Some web caches (such as Farahavar's previous cache), pass on the X-Your-IP-Address-Is header from one directory document to multiple clients. This causes the clients to guess the wrong IP address as their address.
I think we should add one or more of the following headers to every directory response:
Pragma: no-cache tells HTTP 1.0 compliant caches to disable caching entirely. (This will also disable caching for HTTP 1.1 caches unless we provide a more generous Cache-Control header, like the one below.)
Connection: close X-Your-IP-Address-Is tells HTTP 1.1 caches to never send out the X-Your-IP-Address-Is header, even to the first client requesting the document.
Cache-Control: no-cache="X-Your-IP-Address-Is" tells HTTP 1.1 caches to not cache the header at all. Alternately, if the cache doesn't support the no-cache="" feature, it tells the cache not to cache the entire document. (This also causes the cache to attempt to revalidate the header, which might not be what we want, as Tor doesn't support cache revalidation.)
I don't know enough about how caches typically behave to recommend which ones.
IMO cacheing should probably happen on URLs that are cacheable (ie, consensuses).

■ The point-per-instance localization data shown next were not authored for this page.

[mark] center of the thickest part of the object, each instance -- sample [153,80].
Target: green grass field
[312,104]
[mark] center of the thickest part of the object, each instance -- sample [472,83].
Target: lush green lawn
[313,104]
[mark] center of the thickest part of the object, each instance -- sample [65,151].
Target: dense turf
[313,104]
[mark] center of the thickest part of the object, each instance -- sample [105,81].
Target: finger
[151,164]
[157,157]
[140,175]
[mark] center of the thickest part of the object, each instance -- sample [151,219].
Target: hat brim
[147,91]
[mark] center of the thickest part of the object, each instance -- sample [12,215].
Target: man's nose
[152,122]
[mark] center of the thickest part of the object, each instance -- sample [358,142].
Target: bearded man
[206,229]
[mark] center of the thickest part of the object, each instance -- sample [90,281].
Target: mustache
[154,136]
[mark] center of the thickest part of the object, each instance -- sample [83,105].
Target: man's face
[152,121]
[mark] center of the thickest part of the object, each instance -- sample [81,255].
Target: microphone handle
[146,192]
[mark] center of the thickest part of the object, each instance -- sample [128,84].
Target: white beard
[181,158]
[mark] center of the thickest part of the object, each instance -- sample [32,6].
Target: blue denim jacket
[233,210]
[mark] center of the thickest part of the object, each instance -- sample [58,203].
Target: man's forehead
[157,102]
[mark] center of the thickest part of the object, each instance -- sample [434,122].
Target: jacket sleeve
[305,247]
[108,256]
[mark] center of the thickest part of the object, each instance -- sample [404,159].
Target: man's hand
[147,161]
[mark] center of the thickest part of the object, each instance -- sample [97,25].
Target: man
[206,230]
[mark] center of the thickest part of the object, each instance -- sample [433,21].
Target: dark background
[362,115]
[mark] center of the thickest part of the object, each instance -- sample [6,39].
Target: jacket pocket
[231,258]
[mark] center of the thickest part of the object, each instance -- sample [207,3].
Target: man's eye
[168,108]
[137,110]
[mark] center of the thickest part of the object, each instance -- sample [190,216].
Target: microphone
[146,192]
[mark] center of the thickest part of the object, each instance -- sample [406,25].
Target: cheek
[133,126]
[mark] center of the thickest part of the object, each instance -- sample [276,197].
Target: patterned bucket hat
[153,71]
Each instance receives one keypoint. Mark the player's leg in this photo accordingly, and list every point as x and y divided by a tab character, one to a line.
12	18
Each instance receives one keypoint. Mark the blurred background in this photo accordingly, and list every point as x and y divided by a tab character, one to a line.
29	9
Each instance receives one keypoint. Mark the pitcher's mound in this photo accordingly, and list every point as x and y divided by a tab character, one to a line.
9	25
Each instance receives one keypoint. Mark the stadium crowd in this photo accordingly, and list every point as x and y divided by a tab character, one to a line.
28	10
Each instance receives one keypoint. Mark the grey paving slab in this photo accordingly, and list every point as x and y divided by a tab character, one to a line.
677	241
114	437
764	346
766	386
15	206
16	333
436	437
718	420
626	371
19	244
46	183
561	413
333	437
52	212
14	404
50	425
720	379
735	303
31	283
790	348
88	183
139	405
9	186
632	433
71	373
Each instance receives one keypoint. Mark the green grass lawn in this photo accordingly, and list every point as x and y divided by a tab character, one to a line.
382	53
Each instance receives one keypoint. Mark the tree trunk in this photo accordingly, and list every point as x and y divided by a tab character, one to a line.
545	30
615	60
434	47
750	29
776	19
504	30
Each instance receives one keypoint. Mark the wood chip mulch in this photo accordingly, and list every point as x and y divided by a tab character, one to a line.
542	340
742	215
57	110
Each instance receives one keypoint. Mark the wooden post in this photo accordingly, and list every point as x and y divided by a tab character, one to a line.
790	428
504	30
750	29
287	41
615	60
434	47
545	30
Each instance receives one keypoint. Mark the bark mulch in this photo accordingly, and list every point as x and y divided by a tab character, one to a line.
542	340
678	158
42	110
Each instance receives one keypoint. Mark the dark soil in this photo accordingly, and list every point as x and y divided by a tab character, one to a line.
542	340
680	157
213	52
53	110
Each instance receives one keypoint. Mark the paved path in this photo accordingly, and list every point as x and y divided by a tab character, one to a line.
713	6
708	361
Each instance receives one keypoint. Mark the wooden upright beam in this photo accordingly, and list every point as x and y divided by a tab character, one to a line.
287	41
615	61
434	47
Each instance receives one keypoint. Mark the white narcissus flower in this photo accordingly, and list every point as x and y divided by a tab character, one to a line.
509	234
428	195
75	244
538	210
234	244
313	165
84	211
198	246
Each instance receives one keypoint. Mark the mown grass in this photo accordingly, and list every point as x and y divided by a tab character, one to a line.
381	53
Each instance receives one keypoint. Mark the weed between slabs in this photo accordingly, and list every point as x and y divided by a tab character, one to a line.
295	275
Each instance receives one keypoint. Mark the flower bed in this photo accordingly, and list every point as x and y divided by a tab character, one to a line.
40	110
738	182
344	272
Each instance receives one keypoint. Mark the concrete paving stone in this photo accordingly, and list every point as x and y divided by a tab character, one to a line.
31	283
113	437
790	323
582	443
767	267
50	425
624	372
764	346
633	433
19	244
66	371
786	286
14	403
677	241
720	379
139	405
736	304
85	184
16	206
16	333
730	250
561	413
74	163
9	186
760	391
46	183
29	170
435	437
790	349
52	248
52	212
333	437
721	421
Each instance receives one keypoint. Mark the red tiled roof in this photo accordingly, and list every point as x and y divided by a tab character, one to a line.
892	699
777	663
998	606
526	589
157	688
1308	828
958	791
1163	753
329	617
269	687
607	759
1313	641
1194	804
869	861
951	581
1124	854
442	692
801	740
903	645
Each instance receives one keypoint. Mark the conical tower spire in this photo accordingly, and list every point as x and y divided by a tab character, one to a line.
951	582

But when a cache stores a consensus, it also stores the X-Your-IP-Address header from either the cache's machine, or the original client that asked for the consensus.
Neither of these values of X-Your-IP-Address-Is are valid for any other clients, but caches will typically send them out with the cached response.
What if we went a step further and didn't include the header at all in unencrypted connections? That is, we include it in the begin_dir response but not in the naked dirport responses.
The main effect would be that relays, who use the naked dirport, would no longer be able to learn their IP address from their directory authority interactions.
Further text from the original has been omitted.